На лицах интендантов не было кровинки, что я заметил не без злорадства. Они покинули прифронтовой аэродром, навсегда сохранив о «ТБ-три» дурную память. Я же остался с летчиками, пригласившими меня пить спирт.

Спирт, тебе, верно, известно, можно разбавлять пятьдесят на пятьдесят, это будет вполне, но к концу войны, не знаю, как у вас на Балтике, но у нас, на Севере, многим летчикам и подводникам, нуждавшимся в так называемом допинге, этого стало мало, и они предпочитали, по возможности, чистый спирт, что и произошло в это хмурое, но, скажу тебе, симпатичнейшее полярное утро.

Неразбавленный спирт пили и, чтобы не захватывало дыхание, тут же запивали водой. Летчики, якобы равнодушно поглядывая на меня, на самом деле жадно ждали — как я буду задыхаться и выкатывать глаза.
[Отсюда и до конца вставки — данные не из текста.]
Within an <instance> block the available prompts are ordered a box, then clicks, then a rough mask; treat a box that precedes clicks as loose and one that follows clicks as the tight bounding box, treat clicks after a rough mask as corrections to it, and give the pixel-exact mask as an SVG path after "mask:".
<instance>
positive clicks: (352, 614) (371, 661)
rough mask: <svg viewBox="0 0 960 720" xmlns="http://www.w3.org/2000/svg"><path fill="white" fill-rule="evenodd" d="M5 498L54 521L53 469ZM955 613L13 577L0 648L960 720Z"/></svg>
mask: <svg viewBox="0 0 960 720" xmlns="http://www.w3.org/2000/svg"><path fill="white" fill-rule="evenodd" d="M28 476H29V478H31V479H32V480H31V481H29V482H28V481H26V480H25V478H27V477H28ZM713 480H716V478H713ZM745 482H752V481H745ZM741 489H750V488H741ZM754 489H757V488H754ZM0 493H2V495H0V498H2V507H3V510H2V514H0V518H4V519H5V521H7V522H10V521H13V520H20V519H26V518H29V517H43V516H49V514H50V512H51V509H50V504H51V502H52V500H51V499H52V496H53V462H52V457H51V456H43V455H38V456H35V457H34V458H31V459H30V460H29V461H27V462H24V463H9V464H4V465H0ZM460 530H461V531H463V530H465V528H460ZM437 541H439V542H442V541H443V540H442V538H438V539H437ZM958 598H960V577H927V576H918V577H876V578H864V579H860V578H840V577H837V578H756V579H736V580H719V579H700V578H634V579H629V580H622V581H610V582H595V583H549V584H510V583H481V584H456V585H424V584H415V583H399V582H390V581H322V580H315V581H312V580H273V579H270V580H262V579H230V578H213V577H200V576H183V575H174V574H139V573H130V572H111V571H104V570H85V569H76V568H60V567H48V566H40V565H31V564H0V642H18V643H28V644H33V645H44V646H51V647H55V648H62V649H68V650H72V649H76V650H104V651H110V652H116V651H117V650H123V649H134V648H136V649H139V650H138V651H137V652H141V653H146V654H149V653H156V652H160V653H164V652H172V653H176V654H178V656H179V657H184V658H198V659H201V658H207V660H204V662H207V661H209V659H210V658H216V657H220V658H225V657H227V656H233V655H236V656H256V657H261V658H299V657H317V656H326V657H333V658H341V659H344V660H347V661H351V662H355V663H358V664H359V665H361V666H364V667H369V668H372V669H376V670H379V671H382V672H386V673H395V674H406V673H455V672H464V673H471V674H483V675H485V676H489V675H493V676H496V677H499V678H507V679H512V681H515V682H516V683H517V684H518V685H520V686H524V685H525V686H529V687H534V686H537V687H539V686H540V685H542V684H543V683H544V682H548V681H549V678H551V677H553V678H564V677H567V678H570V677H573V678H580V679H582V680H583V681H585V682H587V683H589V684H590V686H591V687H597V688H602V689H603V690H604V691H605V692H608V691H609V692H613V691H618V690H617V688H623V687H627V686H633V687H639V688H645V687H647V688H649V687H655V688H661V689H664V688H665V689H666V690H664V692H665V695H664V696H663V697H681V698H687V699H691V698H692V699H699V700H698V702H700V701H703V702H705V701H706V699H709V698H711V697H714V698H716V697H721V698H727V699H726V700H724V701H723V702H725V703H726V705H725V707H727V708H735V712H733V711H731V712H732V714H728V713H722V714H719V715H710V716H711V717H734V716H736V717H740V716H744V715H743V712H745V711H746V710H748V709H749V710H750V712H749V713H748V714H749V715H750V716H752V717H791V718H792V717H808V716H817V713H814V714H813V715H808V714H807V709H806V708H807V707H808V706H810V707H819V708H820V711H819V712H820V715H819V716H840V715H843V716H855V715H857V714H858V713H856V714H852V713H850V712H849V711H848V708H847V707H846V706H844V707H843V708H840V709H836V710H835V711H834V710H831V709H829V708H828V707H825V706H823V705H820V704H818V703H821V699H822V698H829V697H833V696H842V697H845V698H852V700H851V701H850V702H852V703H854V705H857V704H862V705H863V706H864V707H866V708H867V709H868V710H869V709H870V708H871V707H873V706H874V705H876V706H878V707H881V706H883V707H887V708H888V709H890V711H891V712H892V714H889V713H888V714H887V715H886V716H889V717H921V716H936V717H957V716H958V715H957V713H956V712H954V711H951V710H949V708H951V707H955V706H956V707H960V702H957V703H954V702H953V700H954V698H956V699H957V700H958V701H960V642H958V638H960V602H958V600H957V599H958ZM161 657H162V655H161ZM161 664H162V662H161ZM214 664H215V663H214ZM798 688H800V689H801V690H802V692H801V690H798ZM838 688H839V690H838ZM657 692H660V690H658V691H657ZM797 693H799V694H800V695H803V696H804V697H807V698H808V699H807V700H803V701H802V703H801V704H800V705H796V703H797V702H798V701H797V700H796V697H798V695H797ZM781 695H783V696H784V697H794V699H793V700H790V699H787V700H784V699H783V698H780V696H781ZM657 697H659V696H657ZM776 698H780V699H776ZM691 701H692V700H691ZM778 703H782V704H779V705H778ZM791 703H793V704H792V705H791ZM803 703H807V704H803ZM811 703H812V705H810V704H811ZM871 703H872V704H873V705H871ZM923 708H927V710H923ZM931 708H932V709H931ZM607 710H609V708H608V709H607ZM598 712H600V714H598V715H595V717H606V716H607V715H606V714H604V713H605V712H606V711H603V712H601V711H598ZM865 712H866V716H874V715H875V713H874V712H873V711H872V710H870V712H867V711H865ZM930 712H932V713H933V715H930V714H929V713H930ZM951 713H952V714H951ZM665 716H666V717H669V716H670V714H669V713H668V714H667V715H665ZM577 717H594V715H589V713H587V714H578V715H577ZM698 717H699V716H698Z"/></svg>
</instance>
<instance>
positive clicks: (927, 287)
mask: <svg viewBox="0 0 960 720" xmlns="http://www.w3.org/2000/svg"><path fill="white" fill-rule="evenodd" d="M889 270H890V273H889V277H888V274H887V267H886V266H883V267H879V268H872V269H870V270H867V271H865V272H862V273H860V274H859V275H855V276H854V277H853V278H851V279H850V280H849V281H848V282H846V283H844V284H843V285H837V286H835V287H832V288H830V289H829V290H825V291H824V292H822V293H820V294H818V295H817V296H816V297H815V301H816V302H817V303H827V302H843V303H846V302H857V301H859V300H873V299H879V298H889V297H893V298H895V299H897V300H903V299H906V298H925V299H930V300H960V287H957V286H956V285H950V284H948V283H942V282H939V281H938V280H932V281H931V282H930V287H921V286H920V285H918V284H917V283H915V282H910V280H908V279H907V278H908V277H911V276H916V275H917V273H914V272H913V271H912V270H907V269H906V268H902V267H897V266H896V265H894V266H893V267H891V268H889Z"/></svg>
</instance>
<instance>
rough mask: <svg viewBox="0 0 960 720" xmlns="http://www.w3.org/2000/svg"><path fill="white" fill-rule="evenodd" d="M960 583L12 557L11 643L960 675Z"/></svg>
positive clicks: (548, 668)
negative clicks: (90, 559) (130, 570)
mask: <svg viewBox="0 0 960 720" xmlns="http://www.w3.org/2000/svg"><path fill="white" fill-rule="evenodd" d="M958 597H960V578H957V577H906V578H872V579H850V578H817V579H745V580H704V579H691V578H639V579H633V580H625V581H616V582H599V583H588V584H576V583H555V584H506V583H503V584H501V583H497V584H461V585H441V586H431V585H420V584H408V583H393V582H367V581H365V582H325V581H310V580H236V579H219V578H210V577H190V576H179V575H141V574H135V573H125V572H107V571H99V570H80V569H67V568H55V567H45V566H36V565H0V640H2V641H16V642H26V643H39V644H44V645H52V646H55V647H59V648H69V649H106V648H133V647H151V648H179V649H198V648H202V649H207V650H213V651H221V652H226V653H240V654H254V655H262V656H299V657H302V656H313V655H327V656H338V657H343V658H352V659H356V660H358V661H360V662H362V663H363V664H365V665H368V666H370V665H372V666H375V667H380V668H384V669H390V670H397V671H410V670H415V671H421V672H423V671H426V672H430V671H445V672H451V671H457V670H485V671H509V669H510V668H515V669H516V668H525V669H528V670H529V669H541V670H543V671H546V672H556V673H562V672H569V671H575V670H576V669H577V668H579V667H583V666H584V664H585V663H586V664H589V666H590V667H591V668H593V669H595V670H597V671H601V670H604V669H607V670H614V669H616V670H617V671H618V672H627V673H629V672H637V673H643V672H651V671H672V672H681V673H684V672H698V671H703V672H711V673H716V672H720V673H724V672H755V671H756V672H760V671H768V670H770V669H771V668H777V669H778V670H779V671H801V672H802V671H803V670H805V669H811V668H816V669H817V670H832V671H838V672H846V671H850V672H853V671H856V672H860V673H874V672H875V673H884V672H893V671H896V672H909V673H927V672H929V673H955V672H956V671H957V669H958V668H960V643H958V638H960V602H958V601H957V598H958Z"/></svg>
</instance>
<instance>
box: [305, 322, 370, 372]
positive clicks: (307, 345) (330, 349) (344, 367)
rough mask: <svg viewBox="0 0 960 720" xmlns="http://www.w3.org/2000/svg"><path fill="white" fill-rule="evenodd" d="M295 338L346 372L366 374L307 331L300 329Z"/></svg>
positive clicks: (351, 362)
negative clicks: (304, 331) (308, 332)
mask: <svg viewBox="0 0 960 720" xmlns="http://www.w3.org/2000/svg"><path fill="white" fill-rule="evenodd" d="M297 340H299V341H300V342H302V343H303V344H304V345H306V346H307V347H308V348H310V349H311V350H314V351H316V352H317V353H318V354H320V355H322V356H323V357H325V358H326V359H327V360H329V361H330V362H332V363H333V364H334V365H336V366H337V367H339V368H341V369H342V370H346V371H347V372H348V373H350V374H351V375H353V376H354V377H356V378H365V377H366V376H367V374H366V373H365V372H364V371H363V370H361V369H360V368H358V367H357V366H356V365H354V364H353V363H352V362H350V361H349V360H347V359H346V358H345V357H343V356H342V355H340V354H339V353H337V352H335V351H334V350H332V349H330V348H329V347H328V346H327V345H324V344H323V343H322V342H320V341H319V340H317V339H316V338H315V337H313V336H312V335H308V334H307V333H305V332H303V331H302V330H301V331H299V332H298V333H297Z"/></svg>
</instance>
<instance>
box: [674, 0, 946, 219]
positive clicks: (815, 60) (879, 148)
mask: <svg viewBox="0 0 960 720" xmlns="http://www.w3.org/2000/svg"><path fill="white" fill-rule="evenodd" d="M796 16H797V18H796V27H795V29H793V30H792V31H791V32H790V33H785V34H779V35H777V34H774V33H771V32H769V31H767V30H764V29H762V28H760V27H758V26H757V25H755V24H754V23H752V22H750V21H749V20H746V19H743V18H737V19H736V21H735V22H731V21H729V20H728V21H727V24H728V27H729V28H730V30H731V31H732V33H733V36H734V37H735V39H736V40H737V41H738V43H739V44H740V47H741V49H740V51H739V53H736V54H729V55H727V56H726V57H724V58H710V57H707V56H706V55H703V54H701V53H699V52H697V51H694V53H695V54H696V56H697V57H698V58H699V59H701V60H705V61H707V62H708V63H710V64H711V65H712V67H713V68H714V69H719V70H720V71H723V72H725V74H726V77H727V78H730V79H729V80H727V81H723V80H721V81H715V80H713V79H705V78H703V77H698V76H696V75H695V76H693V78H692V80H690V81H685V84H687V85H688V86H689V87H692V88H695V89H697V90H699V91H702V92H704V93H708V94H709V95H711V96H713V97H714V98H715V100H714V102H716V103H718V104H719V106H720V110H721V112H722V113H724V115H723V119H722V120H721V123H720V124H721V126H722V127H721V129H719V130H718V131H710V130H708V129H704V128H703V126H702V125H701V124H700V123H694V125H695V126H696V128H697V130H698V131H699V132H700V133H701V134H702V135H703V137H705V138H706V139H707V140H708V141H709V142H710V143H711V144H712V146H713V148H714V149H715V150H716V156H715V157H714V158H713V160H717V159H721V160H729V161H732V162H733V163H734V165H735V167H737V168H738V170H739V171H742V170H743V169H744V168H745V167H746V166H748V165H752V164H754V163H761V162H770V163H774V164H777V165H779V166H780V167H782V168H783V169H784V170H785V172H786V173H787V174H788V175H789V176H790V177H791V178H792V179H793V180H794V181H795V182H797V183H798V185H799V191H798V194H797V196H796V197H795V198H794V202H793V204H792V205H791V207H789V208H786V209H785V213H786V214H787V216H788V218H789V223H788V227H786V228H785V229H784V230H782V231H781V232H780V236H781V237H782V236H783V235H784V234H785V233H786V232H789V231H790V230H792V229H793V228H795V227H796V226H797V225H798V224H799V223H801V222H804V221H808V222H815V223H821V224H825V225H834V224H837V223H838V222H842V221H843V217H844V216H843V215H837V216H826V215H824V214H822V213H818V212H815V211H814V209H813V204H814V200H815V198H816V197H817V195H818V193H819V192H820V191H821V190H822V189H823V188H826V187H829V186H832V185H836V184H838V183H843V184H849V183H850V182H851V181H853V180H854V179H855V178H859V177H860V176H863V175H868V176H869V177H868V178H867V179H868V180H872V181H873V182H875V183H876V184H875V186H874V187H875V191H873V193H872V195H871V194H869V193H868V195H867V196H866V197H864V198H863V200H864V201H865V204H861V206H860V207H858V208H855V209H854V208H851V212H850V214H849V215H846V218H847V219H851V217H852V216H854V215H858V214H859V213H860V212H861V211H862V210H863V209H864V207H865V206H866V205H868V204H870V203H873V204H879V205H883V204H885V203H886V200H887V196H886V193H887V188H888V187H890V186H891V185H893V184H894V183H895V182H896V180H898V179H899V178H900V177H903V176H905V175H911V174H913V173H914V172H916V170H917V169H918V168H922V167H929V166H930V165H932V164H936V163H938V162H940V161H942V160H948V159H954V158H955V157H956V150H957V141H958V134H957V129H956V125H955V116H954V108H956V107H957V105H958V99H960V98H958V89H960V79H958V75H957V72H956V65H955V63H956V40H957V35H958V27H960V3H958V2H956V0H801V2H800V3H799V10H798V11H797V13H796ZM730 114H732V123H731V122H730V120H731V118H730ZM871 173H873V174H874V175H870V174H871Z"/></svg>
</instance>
Но я, мой дружочек, памятуя, что представляю всю славную русскую литературу, пил спирт медленно, даже чересчур медленно, так же неторопливо запил водичкой и еще неторопливей — даже степенно — закусил открытыми для этого случая любимыми твоими консервами, бычки в томате, теми самыми, в которых отказали Зонину надменные интенданты. Это опять понравилось. И летчик А. поднял тост за советскую литературу и в ее лице за Юрия Германа, которого он до сей поры, к величайшему сожалению, не читал, как, скажем, Чехова, Толстого или, например, доктора Фридланда[5] «За закрытой дверью», поскольку Герман как-то не попадался, но зато теперь прочтет обязательно, и весь экипаж — тоже.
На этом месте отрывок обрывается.